The unit interval (0,1) is divided into two sub-intervals by picking a point at random from inside the interval. Denoting by \(Y\) and \(Z\) the

lengths of the long and the shorter sub-intervals respectively show that \(\frac{Y}{Z}\) does not have a finite expectation.

This is the 4th Problem ISI MStat 2008. Enjoy it.

- Distribution Function
- Distribution Function of \( \frac{1}{X} \) in terms of the Distribution Function of \(X\).

\( \frac{Y}{Z} + 1 = \frac{Y+Z}{Z} = \frac{1}{Z} \), where \(Z\) is the shorter length of the broken stick.

So, \( E( \frac{Y}{Z}) = E(\frac{1}{Z}) - 1 \).

Let's try to find the distribution of \(\frac{1}{Z}\).

Let \( U \) ~ Unif \((0,1)\) whcih denotes the random uniform cut.

The shorter stick of length smaller than \( x\) can be achieved if the stick is cut either before \(x\) or it is cut after \( 1-x\).

Observe that \( P( Z \leq x) = P ( U \leq x ) + P ( U \geq 1 - x) = x + 1 - (1-x) = 2x \).

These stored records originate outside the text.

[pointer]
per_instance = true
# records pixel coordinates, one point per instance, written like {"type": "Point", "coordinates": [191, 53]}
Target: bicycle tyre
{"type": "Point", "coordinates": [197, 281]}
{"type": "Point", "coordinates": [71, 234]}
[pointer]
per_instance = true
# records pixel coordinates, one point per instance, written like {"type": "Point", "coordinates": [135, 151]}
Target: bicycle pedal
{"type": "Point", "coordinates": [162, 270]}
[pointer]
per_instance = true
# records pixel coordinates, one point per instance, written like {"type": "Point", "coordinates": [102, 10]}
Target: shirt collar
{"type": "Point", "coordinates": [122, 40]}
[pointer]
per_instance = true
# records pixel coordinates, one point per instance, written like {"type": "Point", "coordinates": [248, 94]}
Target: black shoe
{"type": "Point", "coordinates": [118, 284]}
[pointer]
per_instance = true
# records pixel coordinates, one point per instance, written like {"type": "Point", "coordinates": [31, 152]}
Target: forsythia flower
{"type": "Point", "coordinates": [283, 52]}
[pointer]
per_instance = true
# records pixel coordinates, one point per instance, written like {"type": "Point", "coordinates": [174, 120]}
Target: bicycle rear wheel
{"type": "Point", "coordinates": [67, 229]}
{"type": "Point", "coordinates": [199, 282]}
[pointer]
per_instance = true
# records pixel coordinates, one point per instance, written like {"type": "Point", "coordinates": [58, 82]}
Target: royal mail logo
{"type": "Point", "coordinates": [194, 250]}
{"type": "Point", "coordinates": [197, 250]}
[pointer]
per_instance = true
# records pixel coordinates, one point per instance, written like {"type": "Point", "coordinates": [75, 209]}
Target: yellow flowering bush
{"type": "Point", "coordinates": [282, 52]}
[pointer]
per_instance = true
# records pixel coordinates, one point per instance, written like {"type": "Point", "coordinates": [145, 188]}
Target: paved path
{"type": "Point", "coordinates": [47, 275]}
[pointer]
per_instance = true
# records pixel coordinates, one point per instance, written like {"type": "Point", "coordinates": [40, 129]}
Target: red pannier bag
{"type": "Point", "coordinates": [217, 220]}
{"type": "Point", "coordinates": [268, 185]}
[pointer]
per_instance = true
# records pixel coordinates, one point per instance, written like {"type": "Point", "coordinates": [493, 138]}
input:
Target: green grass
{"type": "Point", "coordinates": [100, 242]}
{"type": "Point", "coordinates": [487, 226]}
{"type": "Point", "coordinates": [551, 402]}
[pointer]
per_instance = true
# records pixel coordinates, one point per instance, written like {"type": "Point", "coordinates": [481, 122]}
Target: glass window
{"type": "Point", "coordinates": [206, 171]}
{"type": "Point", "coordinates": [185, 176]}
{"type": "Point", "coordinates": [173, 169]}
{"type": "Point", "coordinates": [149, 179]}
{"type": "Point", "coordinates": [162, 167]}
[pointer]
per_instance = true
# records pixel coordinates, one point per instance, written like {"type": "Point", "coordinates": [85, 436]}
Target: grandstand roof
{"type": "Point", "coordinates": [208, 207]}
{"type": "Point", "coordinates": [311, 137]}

This answer is natural since, the total valid length is \(2x\).

\( P( \frac{1}{Z} \leq z) = P ( Z \geq \frac{1}{z} ) = 1 - \frac{2}{z} \Rightarrow F_{\frac{1}{Z}}(z) = 1 - \frac{2}{z}\) if \( 2 \leq z < \infty \).

Therefore, \(f_{\frac{1}{Z}}(z) = \frac{2}{z^2}\) if \( 2 \leq z < \infty \).

Hence, \( E( \frac{Y}{Z}) = E(\frac{1}{Z}) - 1 = (\int_{2}^{\infty} \frac{2}{z} dz) - 1 = \infty \)

Exercise: Prove that \(F_{\frac{Y}{Z}}(x) = \frac{(x-1)}{(x+1)}\) if \(1 \leq x < \infty \).

```
u = runif(1000,0,1)
w = 1 - u
Z = pmin(u,w)
Y = pmax(u,w)
YbyZ = Y/Z
plot(ecdf(YbyZ), xlim = c(0,50))
x = seq(0, 50, 0.01)
curve((x - 1)/(x+1), from = 0, col = "red", add = TRUE)
```

The Mean moves really slowly to infinity ~ logx. Hence it is really hard to show it is going to \(\infty\). Also, the probability of occurrence of high value is almost 0. Hence, it really hard to show my simulation that the mean is \(\infty\). But, we can show that the mean of the maximum values is really large.

```
v = rep(0,200)
m = NULL
for ( i in 1:200)
{
#v[i] = 100*i
u = runif(10000,0,1)
w = 1 - u
Z = pmin(u,w)
Y = pmax(u,w)
YbyZ = Y/Z
m = c(m, max(YbyZ))
}
mean(m) = 79079.43
```

Beware of the simulation, it can be totally counterintuitive. This is really enjoyable though.

Stay Tuned!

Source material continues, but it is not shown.